Ferronova makes tiny magnetic nanoparticles that are about 1/200th the size of a white blood cell. The nanoparticles will be supplied on a per patient basis.

“There is also significant opportunity to address an unmet clinical need that can dramatically improve lives of patients diagnosed with cancer,” Mr Bartlett said.

Traditionally, once a primary tumour is found in the head and neck region, a number of lymph nodes are removed surgically to test for spread of cancers, leaving patients open to serious side effects.

Ferronova’s highly magnetic nanoparticles are injected by cancer surgeons into a primary tumour, which then follow the body’s natural lymphatic pathways which are also the pathways for cancer metastases.

Ferronova’s technology is less invasive due to targeted surgery to remove nodes to test for cancer.

Trials will begin first on patients at Royal Adelaide Hospital next year and then be rolled out to centres in the US and Europe.

Mr Bartlett is spearheading efforts to raise $5 million from venture capital investors to get necessary regulatory approvals and the trials.


■ Ferronova’s magnetic nanoparticles are provided as a sterile injectable solution.

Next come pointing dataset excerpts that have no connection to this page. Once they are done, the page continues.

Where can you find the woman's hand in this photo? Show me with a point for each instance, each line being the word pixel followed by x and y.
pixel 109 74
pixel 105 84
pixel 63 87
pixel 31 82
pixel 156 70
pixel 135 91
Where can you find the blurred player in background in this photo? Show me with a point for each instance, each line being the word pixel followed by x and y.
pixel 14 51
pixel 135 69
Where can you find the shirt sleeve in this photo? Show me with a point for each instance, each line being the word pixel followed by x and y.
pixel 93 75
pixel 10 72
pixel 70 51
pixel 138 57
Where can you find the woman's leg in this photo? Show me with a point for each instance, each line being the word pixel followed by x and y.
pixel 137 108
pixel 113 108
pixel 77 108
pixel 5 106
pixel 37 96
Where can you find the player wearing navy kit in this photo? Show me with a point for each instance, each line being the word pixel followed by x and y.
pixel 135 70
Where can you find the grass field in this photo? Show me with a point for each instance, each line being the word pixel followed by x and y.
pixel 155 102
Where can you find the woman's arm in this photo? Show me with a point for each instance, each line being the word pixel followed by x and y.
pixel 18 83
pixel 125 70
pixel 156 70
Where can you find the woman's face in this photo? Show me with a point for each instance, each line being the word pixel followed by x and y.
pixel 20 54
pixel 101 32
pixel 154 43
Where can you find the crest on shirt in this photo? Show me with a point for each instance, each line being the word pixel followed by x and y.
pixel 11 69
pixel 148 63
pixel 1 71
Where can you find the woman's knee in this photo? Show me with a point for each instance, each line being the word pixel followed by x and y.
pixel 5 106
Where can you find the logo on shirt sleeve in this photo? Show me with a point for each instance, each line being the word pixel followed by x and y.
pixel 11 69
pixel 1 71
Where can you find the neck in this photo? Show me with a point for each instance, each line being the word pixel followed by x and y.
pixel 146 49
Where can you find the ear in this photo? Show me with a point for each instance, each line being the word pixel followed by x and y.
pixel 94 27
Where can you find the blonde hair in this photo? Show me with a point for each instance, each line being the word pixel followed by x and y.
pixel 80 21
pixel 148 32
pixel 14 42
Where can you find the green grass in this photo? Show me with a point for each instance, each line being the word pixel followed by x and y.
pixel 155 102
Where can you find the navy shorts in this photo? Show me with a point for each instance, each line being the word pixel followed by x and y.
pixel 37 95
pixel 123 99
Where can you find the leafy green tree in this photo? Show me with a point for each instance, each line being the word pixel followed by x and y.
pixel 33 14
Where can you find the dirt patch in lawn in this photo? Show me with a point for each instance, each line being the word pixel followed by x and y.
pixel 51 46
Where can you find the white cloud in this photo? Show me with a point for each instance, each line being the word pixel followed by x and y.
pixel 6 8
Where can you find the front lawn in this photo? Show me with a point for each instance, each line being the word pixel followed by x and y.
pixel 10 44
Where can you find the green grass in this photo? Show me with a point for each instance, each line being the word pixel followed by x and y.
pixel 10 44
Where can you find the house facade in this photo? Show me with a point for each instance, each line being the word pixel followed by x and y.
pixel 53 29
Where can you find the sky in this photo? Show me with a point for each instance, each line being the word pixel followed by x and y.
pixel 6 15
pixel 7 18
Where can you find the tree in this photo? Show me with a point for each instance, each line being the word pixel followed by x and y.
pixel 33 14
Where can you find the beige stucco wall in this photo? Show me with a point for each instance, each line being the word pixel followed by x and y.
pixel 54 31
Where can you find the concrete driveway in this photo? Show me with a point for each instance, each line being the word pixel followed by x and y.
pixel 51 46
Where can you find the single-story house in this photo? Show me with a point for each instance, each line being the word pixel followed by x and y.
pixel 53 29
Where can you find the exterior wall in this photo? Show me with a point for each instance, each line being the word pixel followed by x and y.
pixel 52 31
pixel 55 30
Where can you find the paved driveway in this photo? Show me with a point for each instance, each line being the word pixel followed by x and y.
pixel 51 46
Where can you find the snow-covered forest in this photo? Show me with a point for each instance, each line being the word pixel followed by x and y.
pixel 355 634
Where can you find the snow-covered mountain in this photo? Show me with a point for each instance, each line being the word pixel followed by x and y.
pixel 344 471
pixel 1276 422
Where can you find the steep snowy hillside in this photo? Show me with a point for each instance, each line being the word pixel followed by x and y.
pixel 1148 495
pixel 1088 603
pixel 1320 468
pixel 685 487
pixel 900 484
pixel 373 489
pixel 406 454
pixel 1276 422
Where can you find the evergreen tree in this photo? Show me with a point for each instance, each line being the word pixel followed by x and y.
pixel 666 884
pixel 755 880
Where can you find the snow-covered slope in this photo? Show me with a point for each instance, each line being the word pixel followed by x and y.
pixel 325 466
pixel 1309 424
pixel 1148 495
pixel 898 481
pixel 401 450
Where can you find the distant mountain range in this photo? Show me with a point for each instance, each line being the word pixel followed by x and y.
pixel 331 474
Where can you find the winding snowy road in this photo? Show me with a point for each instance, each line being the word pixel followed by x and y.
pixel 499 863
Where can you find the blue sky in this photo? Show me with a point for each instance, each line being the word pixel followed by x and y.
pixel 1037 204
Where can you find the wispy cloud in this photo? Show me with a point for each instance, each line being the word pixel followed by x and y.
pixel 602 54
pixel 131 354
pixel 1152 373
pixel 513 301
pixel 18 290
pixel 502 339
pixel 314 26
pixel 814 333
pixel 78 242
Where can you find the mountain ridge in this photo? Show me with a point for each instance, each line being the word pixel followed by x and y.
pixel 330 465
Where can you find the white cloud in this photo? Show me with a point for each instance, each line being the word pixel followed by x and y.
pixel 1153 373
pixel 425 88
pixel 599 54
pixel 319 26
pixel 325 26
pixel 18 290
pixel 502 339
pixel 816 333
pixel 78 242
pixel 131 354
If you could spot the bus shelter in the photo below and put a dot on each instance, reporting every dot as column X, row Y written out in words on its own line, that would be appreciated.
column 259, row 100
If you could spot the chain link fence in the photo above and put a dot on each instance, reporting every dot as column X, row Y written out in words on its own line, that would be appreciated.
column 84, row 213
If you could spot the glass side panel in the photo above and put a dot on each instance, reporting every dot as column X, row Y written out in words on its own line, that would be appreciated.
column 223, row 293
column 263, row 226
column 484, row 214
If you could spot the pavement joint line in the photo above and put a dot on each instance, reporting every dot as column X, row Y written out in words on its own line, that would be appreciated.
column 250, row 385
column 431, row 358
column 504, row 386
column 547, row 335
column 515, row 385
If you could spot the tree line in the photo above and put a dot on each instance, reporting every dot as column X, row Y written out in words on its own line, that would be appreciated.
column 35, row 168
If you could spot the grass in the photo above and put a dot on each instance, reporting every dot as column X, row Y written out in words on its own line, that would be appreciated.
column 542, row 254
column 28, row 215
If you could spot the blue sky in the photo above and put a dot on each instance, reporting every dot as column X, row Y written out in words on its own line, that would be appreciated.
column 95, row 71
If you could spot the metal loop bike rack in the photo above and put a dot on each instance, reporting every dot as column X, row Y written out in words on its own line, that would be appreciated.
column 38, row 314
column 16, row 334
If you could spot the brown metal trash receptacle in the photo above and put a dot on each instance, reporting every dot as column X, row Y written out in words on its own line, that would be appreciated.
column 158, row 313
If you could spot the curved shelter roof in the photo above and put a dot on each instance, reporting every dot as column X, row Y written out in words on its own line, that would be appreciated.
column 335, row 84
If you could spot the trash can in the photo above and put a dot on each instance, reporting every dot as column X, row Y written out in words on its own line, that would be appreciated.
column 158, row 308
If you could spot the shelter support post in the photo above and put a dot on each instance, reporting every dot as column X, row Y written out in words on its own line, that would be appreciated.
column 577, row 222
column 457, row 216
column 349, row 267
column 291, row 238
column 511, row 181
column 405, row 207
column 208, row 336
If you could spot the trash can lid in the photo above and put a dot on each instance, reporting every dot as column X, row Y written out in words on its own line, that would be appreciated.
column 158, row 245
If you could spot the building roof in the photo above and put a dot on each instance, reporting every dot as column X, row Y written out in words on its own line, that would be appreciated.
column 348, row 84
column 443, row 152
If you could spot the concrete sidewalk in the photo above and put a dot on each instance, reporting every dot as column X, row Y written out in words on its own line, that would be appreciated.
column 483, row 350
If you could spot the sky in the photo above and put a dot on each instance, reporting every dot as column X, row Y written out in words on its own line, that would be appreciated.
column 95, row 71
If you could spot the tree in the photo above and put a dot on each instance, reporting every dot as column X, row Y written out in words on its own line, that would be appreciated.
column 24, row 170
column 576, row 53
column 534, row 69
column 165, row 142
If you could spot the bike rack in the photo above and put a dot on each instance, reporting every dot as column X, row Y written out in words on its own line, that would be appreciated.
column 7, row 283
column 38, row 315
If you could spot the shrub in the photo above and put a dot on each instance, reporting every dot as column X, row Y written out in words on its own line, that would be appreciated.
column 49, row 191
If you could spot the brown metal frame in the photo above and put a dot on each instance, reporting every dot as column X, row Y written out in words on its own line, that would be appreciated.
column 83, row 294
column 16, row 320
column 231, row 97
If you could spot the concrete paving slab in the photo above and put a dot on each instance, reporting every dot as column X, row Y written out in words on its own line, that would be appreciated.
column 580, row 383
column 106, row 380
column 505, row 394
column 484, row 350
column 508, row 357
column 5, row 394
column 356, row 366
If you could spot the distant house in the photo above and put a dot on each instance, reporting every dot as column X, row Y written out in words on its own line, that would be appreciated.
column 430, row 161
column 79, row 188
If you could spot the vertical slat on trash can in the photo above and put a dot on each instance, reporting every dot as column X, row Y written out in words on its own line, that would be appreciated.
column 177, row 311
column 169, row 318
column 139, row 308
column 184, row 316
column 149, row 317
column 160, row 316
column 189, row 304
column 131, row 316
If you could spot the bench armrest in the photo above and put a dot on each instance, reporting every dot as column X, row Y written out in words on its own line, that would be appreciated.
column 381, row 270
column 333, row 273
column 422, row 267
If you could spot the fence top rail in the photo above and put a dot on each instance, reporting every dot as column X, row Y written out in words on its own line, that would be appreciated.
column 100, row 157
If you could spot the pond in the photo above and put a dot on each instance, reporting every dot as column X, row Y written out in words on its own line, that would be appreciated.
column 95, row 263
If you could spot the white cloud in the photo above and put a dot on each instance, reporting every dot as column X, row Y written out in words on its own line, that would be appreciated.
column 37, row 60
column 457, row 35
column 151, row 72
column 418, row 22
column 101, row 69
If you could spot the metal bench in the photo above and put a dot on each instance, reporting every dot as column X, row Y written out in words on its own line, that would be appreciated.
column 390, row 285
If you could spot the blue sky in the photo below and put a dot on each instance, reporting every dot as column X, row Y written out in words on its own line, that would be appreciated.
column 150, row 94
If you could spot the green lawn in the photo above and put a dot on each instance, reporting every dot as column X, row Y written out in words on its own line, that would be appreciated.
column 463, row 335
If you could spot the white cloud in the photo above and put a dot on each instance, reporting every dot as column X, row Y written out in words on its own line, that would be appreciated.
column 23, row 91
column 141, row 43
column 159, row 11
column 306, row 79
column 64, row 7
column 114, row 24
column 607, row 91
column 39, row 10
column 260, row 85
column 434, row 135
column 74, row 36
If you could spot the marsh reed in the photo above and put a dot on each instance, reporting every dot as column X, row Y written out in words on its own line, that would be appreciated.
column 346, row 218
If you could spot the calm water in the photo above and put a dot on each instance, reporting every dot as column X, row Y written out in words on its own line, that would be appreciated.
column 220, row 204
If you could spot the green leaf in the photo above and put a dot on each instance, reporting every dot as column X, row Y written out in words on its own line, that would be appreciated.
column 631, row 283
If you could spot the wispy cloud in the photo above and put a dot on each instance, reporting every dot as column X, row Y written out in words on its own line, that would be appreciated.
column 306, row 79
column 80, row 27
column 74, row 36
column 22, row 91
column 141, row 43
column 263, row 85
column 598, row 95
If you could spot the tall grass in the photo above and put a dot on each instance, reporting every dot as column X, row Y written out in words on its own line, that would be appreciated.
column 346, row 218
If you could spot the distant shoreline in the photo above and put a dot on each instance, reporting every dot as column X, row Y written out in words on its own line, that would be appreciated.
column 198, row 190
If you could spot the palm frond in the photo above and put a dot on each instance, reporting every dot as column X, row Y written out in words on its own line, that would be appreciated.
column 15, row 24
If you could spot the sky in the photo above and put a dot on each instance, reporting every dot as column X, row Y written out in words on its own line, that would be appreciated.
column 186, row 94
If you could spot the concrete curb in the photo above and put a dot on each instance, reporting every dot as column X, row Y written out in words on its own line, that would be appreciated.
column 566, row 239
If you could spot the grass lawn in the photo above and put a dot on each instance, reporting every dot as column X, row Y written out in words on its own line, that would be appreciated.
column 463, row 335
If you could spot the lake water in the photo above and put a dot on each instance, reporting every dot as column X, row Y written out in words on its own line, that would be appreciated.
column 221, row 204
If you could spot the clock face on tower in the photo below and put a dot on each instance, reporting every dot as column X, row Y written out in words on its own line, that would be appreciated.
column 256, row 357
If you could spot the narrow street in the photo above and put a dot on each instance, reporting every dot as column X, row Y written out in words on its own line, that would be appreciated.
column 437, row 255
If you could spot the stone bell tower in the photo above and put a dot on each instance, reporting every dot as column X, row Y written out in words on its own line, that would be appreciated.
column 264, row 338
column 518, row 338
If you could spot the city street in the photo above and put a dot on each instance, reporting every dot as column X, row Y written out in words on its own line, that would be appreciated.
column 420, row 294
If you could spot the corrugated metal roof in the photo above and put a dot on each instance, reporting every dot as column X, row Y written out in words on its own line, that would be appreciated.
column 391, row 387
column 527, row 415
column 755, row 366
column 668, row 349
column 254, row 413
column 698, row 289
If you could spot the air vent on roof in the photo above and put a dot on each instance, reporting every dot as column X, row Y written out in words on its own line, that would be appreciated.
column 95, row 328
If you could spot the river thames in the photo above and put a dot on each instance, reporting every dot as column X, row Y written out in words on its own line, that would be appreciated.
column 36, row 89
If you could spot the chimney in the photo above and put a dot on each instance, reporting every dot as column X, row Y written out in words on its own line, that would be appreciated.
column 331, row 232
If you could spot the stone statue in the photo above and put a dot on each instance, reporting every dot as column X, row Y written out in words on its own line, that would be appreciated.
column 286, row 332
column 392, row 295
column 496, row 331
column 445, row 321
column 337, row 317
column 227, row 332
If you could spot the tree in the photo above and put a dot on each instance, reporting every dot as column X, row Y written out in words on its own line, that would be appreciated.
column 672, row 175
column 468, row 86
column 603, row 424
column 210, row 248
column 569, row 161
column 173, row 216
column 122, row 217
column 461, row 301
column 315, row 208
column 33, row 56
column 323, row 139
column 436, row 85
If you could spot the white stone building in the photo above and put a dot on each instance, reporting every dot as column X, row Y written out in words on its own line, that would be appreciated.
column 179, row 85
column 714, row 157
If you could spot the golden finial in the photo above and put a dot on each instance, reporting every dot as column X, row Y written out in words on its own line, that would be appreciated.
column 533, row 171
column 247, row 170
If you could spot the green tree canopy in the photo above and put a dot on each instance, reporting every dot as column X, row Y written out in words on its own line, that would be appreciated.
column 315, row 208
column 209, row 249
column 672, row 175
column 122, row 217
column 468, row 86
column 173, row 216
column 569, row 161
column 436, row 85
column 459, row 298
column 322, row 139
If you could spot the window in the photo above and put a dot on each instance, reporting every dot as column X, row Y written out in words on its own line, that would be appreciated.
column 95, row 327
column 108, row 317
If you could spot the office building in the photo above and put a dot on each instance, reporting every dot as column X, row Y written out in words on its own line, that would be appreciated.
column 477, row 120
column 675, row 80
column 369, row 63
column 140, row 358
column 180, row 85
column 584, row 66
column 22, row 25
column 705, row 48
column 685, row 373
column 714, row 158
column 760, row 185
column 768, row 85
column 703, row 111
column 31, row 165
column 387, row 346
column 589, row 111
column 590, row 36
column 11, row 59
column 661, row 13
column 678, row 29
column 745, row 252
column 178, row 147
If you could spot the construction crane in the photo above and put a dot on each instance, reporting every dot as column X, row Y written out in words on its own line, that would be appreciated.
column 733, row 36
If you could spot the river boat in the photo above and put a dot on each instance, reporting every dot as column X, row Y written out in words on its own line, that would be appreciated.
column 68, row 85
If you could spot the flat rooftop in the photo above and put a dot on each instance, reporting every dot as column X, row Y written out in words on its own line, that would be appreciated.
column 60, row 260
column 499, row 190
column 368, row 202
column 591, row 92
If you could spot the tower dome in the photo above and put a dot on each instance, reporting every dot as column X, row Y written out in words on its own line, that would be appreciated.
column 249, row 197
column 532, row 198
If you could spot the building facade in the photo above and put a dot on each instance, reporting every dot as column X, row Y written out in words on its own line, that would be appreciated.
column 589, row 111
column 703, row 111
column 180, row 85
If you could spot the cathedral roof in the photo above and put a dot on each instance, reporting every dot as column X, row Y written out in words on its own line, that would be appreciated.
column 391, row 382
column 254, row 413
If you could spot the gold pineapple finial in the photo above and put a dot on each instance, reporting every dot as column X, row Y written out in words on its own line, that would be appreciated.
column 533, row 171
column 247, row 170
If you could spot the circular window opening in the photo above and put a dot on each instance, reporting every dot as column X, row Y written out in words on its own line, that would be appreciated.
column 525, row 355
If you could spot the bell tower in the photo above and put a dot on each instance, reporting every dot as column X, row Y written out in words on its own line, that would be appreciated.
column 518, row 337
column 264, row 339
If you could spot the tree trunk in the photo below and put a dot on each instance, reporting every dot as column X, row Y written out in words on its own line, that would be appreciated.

■ A cancer surgeon injects the particles around the primary tumour, and allows a short time for the particles to drain to the closest lymph node (sentinel node), which would be the same node that cancer would spread to.

■ MRI can be used to accurately visualise the nanoparticles, and the surgeon can use Ferronova’s handheld magnetic detector to locate and remove the sentinel lymph node, which can then be checked for cancer.